Con un fanático de John Ford, Clint Eastwood o Luis Buñuel te podés tomar un vino aunque no estés de acuerdo con su visión del cine; con los fanáticos de David Lynch, Christopher Nolan o Stanley Kubrick es más difícil: uno se da cuenta de que el brindis, si ocurre, tendrá que ser con vino lyncheano, nolaniano o kubrickiano. Y que su visión del cine tratará de imponer una cepa, su cepa.

Hay ciertos directores que generan y fomentan un culto más de tipo hincha de fútbol que de espectador de cine. Bah, no ellos necesariamente, aunque tal vez algunos rasgos o coordenadas de su obra sean el manantial del que brotan las ganas de portar estandartes con orgullo y fiereza. Como reflexionaba Pauline Kael al citar cierto estilo de frases de textos de los sesenta acerca de las películas de Antonioni, algo en su cine quizás las fomente, y fomente ese sentido de pertenencia un tanto agresivo, además de cargado de jerga. De hecho, empezar esta nota hablando de fanáticos de Ford, Eastwood o Buñuel es muy objetable. ¿Hay fanáticos de Ford como los hay de Kubrick, con ese nivel de intensidad expansiva en su convicción? Por otro lado, no parece muy errado pensar que es más probable que un fanático de Lynch, Kubrick y sobre todo Nolan jamás haya visto un film firmado por John Ford o Buñuel que a la inversa: alguien que conoce el cine de Ford, Buñuel e Eastwood seguramente haya visto al menos algunas películas de los otros tres realizadores. Y, puestos a elegir habiendo visto cine de los seis en cuestión, ¿quién podría elegir a Kubrick antes que a Ford, a Lynch antes que a Buñuel, o a Nolan antes que a Eastwood? Pero uno reflexiona sobre estos asuntos desde la realidad no ser fan de estos directores más aptos, más tentadores para el fan contemporáneo, tipología que no honro, aunque aclaro que me gustan mucho varias películas de Lynch, algunas menos de las de Kubrick, y aun menos de las de Nolan (una).

Me sigue asombrando la capacidad de agresión del fan de Nolan ante las -pocas- objeciones que pueden llegar a recibir sus películas, en general blindadas por capas y capas de defensa y admiración. Me descoloca el desencanto del fan de Lynch ante cualquier comentario que no sea la hipérbole más hiperbólica de la historia sobre cualquier ejemplo filmado y firmado por el señor de Montana, incluso el más plano más microscópico e irrelevante. Era fascinante y a la vez perturbador, tal vez más perturbador que fascinante, leer los elogios cada vez más desmesurados frente a cada capítulo de la nueva Twin Peaks. Con Kubrick las reacciones frente al que se niega a entrar en la feligresía es más del estilo cara de estupefacción ante la noticia de que no, no me gusta El resplandor.

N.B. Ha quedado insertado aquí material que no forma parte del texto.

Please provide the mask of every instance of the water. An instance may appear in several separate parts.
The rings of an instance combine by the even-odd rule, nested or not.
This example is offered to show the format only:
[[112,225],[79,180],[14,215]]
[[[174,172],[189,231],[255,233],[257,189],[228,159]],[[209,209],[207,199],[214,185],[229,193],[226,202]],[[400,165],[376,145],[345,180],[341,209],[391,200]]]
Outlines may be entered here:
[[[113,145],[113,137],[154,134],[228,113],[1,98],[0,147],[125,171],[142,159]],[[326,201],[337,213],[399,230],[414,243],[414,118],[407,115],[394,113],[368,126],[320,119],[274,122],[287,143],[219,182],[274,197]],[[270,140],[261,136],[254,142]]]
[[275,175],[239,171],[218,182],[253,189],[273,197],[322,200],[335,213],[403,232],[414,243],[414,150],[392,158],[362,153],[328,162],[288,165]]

Ahí ponen cara de ¿“pero no era que a este le gustaba el cine?”.

Le recomendaría a casi cualquier persona que gusta del cine que no se pierda El otro lado de la esperanza de Aki Kaurismäki, estrenada en Buenos Aires y un puñado de otras ciudades la semana pasada (en una extraña coincidencia, junto con otra película que transcurre en Finlandia, Tango suomi). Sin embargo, hay algo que empieza a preocuparme: también con Kaurismäki aparece ese coro de gente que sube el calor de los elogios a la película, que se monta en máximas imperativas, y se empieza así a desconvocar al espectador potencial y a llamar al acólito, al fanático. Convencer al convencido, reafirmar al afiliado o pedirle afiliación premium, o buscar a nuevos seguidores mediante formas más aptas para reclutar que para convencer: se idealiza así al partisano, al militante, y no del cine en general sino de ciertos colores en particular, de determinadas camisetas. Se busca entonces la militancia, y ciertos directores tienden a generar estos fenómenos, o a no distanciarse de ellos. De hecho, por ejemplo, hay algo de intención de reclutamiento de la atención y de la emoción por la fuerza en la agresividad persistente de la abusiva música de Hans Zimmer en Dunkerque, invasión sensorial guerrera de Nolan. Pocas cosas más lejanas a mis ideas de relación con el cine.